Betrayed and shattered, a woman’s world crumbled when the man she loved revealed a devastating truth—he was never truly free to love her. What began as a hopeful journey toward building a family turned into a heart-wrenching nightmare when she discovered her partner was still legally bound to another, leaving her to navigate the storm of abandonment and deception alone.
Amid the heartbreak of raising twins fathered by a man who chose another life over theirs, she faced the raw pain of betrayal and the daunting reality of co-parenting with a man who hid a secret from the very start. Her story is a powerful testament to resilience in the face of unimaginable lies and the enduring strength of a mother’s love.

AITA for not working with the father of my children to make his and his wife’s relationship with the kids better?

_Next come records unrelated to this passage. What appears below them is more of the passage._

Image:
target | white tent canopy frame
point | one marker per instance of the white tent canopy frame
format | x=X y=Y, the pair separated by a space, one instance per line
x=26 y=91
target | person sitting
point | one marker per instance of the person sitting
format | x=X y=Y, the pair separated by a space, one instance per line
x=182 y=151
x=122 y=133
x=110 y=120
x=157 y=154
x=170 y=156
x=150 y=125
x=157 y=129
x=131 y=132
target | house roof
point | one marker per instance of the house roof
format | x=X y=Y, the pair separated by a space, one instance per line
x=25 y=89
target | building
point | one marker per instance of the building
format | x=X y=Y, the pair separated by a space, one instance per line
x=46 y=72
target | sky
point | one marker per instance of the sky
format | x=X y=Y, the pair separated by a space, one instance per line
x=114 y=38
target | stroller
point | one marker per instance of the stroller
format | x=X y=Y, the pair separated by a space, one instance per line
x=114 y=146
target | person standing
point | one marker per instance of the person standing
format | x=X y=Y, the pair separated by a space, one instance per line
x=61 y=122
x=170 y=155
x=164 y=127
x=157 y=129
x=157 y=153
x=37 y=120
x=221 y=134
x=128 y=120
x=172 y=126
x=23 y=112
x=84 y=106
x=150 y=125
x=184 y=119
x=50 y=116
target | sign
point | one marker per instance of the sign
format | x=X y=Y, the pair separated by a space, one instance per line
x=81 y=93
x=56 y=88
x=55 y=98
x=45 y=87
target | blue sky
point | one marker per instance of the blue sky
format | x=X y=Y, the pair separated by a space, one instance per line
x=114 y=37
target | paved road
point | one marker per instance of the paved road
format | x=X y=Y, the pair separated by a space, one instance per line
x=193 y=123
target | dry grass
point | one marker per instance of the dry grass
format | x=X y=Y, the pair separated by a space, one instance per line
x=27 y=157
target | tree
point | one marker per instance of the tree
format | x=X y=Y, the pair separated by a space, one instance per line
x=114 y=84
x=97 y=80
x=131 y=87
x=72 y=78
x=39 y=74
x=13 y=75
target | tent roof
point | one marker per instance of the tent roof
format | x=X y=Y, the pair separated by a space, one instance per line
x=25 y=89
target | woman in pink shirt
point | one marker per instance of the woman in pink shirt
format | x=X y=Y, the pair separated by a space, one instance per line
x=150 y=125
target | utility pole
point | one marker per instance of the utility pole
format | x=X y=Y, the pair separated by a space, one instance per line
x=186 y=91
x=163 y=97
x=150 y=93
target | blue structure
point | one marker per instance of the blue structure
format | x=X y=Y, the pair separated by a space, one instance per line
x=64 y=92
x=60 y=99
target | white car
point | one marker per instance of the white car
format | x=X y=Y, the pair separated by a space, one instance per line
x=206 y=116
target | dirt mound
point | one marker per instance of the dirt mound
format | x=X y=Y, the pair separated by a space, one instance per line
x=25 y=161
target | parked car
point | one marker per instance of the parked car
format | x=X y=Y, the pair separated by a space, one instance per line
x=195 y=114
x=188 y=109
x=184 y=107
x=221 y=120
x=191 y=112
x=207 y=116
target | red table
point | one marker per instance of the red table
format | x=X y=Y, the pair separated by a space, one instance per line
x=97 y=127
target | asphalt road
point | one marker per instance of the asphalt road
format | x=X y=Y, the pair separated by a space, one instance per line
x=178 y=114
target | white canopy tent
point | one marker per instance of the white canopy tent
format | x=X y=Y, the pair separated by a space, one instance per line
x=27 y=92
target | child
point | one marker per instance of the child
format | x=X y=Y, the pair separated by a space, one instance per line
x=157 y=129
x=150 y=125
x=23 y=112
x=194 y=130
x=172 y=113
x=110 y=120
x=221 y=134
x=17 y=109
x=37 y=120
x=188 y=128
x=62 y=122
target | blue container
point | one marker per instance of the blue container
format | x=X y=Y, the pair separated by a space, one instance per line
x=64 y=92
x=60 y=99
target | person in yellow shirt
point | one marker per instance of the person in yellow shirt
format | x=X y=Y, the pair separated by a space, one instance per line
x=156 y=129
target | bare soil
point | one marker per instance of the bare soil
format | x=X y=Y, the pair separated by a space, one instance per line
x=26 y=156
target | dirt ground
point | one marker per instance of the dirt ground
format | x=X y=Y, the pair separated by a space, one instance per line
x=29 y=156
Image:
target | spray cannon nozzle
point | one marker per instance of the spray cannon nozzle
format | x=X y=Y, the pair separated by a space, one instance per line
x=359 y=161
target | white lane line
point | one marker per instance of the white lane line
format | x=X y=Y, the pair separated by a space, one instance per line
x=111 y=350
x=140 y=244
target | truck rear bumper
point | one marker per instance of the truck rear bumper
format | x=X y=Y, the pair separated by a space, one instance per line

As renowned family therapist and author Dr. Terry Real explains, “The core task of parenting is not to make our children happy, but to make them whole.” This situation highlights a profound conflict between the parents’ differing roles and the children’s developing sense of self and loyalty.
The ex-partner and his wife engaged in significant boundary violations and attempted parental alienation by lying about marital status, trying to exclude the OP from the birth, and encouraging the twins to view the wife as ‘mommy.’ The OP’s initial, firm resistance was a necessary defense of her parental status and the children’s well-being against these external pressures. Now that the dynamic has shifted—with the children actively rejecting the non-custodial figures—the dynamic of power has changed. The ex-partner’s current plea for ‘cooperation’ is likely rooted in preserving his own relationship with the children, rather than solely the children’s emotional needs. The children’s current rejection of the stepmother is a natural consequence of the confusing and manipulative foundation of that relationship.
The OP’s desire for retribution is understandable given the trauma inflicted, but prioritizing the children’s long-term emotional wholeness suggests a more nuanced approach than total refusal. While maintaining strict boundaries regarding decision-making is crucial, professional recommendation would be to engage in communication with the ex-partner through a structured medium (like email or a mediator) focused exclusively on the children’s therapeutic needs. The OP should insist that any interaction with the stepmother be guided by the children’s therapist to ensure that future contact is based on the children’s comfort level, not the adults’ desires, thereby transitioning from defensive conflict to constructive co-parenting focused on the children’s reality.
HERE’S HOW REDDIT BLEW UP AFTER HEARING THIS – PEOPLE COULDN’T BELIEVE IT.





















The original poster (OP) is grappling with deep-seated resentment stemming from her ex-partner’s initial deception regarding his marital status and the subsequent attempts by him and his legal wife to claim parental roles over their children. Her current refusal to assist them in repairing their relationship with the twins stems directly from the severe emotional distress and legal battles she endured trying to protect her parental rights.
Given the history of manipulation and attempted parental alienation, is the OP justified in refusing to facilitate the twins’ relationship with their father and stepmother, or does the principle of cooperative co-parenting for the children’s benefit override her personal need for distance and retribution?